Created 03-16-2017 07:43 PM
My Scenario
I would like to expose a java micro service <Springboot appln> which should eventually run a spark submit to yield the required results,typically as a on demand service
I have been allotted with 2 data nodes and 1 edge node for development, where this edge node has the micro services deployed. When I tried yarn-cluster, got an exception 'Detected yarn-cluster mode, but isn't running on a cluster. Deployment to YARN is not supported directly by SparkContext. Please use spark-submit.'
Help me to get an ideal way to deal with it. What should be the approach to be looked at? Since the service is on demand, I cannot deal with YARN Client to have more Main Class than one which is already used up for springboot starter.
Codes here
MicroServiceController.java:
@RequestMapping(value = "/transform", method = RequestMethod.POST, consumes = MediaType.APPLICATION_JSON_VALUE, produces = MediaType.APPLICATION_JSON_VALUE)
public String initiateTransformation(@RequestBody TransformationRequestVO requestVO){
PublicationProcessor.run();
return "SUCCESS";
}
PublicationProcessor.java
public static void run() {
try{
SparkConf sC = new SparkConf().setAppName("NPUB_TRANSFORMATION_US") .setMaster("yarn-clsuter") .set("spark.executor.instances", PropertyBundle.getConfigurationValue("spark.executor.instances")) .set("spark.executor.cores", PropertyBundle.getConfigurationValue("spark.executor.cores")) .set("spark.driver.memory",PropertyBundle.getConfigurationValue("spark.driver.memory")) .set("spark.executor.memory",PropertyBundle.getConfigurationValue("spark.executor.memory")) .set("spark.driver.maxResultSize", PropertyBundle.getConfigurationValue("spark.driver.maxResultSize")) .set("spark.network.timeout",PropertyBundle.getConfigurationValue("spark.network.timeout"));
JavaSparkContext jSC = new JavaSparkContext(sC);
sqlContext = new SQLContext(jSC);
processTransformation();
}catch(Exception e){
System.out.println("REQUEST ABORTED..."+e.getMessage());
}
}
,
Created 03-16-2017 09:09 PM
@Faisal R Ahamed, You should use spark-submit to run this application. While running application specify --master yarn and --deploy-mode cluster. Specifying to spark conf is too late to switch to yarn-cluster mode.

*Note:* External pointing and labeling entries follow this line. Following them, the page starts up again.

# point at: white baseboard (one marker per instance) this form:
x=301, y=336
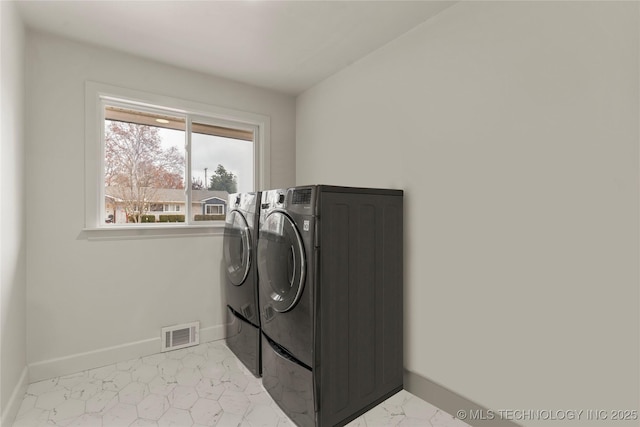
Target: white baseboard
x=13, y=405
x=74, y=363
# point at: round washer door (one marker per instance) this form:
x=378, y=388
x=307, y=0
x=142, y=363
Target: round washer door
x=237, y=247
x=281, y=261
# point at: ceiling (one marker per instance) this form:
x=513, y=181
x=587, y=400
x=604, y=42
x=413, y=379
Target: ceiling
x=287, y=46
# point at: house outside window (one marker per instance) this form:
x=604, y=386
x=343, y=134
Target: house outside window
x=214, y=210
x=160, y=162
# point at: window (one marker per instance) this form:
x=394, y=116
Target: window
x=154, y=159
x=214, y=209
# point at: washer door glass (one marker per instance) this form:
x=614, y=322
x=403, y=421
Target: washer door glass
x=237, y=247
x=281, y=262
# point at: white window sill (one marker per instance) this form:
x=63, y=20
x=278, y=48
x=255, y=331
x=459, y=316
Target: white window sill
x=152, y=231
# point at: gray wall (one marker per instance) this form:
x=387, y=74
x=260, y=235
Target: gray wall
x=513, y=129
x=12, y=214
x=91, y=302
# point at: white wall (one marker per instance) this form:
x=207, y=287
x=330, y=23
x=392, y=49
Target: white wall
x=513, y=129
x=12, y=214
x=84, y=296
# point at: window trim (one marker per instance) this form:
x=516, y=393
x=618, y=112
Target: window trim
x=95, y=94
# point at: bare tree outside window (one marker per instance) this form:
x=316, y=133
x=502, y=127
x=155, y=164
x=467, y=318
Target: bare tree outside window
x=137, y=165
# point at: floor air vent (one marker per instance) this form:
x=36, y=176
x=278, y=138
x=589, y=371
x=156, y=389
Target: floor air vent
x=180, y=336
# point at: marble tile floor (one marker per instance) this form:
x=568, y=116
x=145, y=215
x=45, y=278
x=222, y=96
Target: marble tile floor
x=198, y=386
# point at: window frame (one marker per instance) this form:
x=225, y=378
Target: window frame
x=96, y=94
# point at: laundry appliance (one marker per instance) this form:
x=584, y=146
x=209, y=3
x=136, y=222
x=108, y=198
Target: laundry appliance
x=330, y=294
x=241, y=279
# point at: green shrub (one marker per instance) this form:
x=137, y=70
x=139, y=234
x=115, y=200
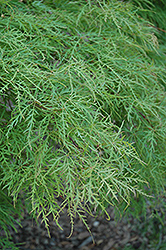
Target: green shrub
x=82, y=103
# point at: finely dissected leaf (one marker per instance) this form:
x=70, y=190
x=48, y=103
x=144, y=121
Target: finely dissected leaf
x=82, y=106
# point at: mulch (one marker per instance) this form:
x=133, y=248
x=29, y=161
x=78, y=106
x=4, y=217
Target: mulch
x=126, y=233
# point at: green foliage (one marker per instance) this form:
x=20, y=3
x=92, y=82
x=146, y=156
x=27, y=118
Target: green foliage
x=82, y=105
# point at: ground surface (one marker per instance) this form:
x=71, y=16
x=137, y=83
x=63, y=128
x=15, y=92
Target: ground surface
x=108, y=235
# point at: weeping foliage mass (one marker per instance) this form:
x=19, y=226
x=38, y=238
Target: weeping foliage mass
x=82, y=107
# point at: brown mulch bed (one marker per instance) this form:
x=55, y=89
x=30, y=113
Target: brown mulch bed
x=125, y=234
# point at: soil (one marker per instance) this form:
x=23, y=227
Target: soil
x=125, y=234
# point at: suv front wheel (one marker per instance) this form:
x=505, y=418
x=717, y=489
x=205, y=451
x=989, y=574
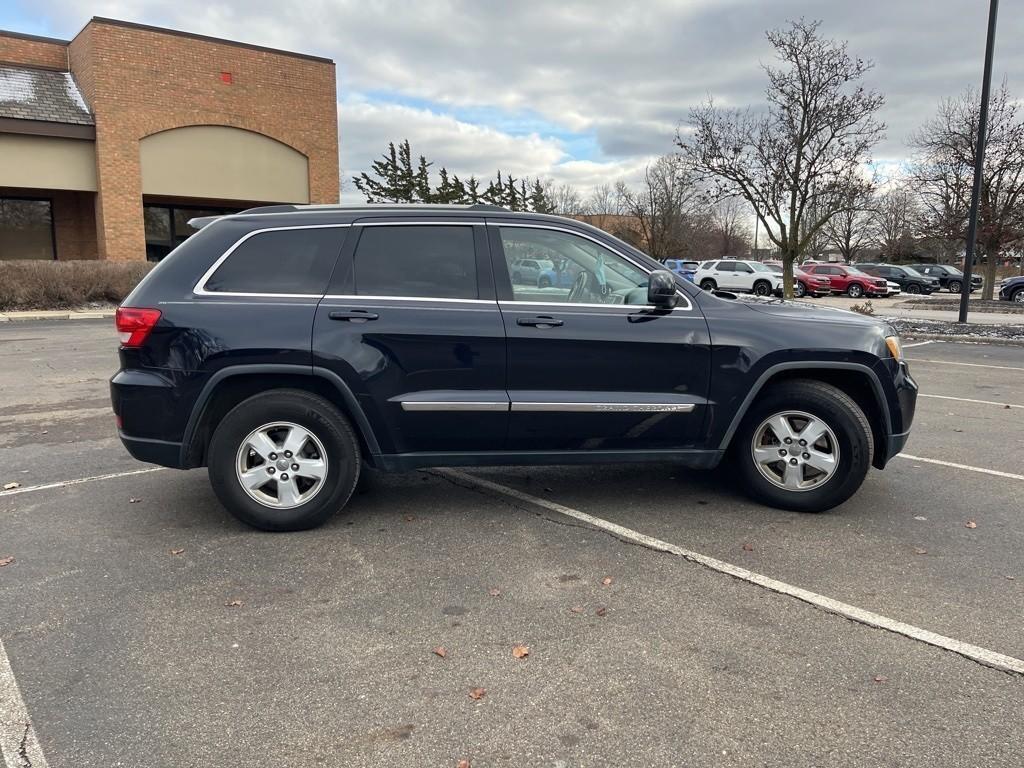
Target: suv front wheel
x=284, y=460
x=804, y=445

spark-submit --class <clasname> --master yarn --deploy-mode cluster <jars> <args>
https://www.mail-archive.com/user@spark.apache.org/msg57869.html
Created 03-22-2017 06:31 AM
local[*]
new SparkConf() .setMaster("local[2]")
yarn-client
--master yarn --deploy-mode client
yarn-cluster
--master yarn --deploy-mode cluster